The Buzz- August 2010

August 2010
Volume 11 Issue 8

Talent acquisition in a declining supply
by Ted Konnerth


Most people assume that with high unemployment, the availability of quality talent is as easy as posting an opening and waiting for the flow of hundreds of well-qualified applicants. Let’s disabuse you of that notion and begin by using facts:

1. Unemployment is 9.5% of the working population

2. Unemployment for those with a college degree is 4.8%

3. Baby boomers have begun to retire, with estimates of that pace predicted to quicken as the stock market and therefore retirement accounts return to levels prior to the Great Recession.

4. Emerging markets in the electrical industry are attracting experienced talent away from traditional employers, thereby depleting the available pool.

5. Levels of employee engagement are at record low levels, which will drive employers demand for more replacement talent*.

With the recession slowly subsiding, the electrical industry in particular will be facing a remarkable demographic tsunami. With the boomers marching away, new companies attracting talent with dreams of large equity plays in investment-owned startup companies and a historically low level of recruitment emphasis at college graduate levels, the industry will be caught in a war for talent unseen in recent history.

In just 4 years there have been over 400 new manufacturers of LED products, plus the entrance of global players in wind and solar energy, plus the large growth of electronics development in both existing companies and new entrants. The sum of those effects is that all of these companies have needs for experienced talent who understand the complexities of the electrical industry: channel partners, specification influences, buying influences and product needs. The current level of available experienced talent is already low; despite the constant din of news media reporting the millions of unemployed people.

The majority of the unemployed are laborers; skilled or unskilled. Their plight is unlikely to dramatically improve going forward as many of their jobs have been shipped offshore. Additionally, the talent skills that the emerging companies need today require far more education than traditional laborers. College or technical school diploma-level attributes in IT, computer sciences, electronics and semi-conductors are in high demand. 

The US is already in an engineering shortage. We’ve seen wage increases for engineering talent grow dramatically over the past 3 years as companies have made extraordinary concessions in salary offers and added benefits to attract qualified engineers: relocation, signing bonuses, vacations, etc. Major corporations have constant openings for electronic and electrical engineers. Smaller companies are making multiple offers to engineers to try to attract them.
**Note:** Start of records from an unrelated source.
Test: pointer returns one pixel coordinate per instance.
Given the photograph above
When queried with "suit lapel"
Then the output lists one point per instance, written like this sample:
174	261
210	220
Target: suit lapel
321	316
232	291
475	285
The war for talent issue has been moving forward for the past ten years. We were all forewarned this day was coming, but in the teeth of a deep recession it’s difficult to rationally increase hiring to prepare for the imminent shortage. Leading companies are already doing exactly that. Our larger clients in distribution have been hiring for the past year, and the manufacturers are just recently addressing their needs for the coming growth period.

If there is a call to action, I would suggest three specific actions:

1. Enact retention strategies for your top talent immediately. Losing a key contributor is extremely costly, not just in the replacement costs, but in the lost down time to ramp up the replacement.
 
2. Implement succession plans for the top talent. A recent study found that less than 50% of corporations have a defined succession plan for their CEO’s.
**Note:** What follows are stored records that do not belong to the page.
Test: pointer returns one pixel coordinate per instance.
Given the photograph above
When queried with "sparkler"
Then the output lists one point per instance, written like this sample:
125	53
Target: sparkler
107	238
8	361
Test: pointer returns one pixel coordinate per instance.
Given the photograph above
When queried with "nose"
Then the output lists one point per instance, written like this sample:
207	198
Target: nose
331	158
3. Create a recruitment plan that addresses three issues:

a. Building a bench. Start a college recruitment program.

b. Direct recruitment department. Focused on the college recruiting and the lower level positions that experience higher turnover rates, an internal recruitment organization can effectively meet these needs.

c. Sourcing partnership. For critical talent, that can only be identified through direct recruitment processes, identify a third party firm who can partner with your organization, acting as a pure recruitment organization and as a talent scout for opportunistic hires when ‘best athletes’ become available.


The next ten years will be exciting on so many levels: new technologies, new markets of growth and a melding of electronics and electrical into changing channels. There will be winners and losers in this battle as always, but for those who view the path to winning through attraction of qualified talent, the odds will be significantly higher.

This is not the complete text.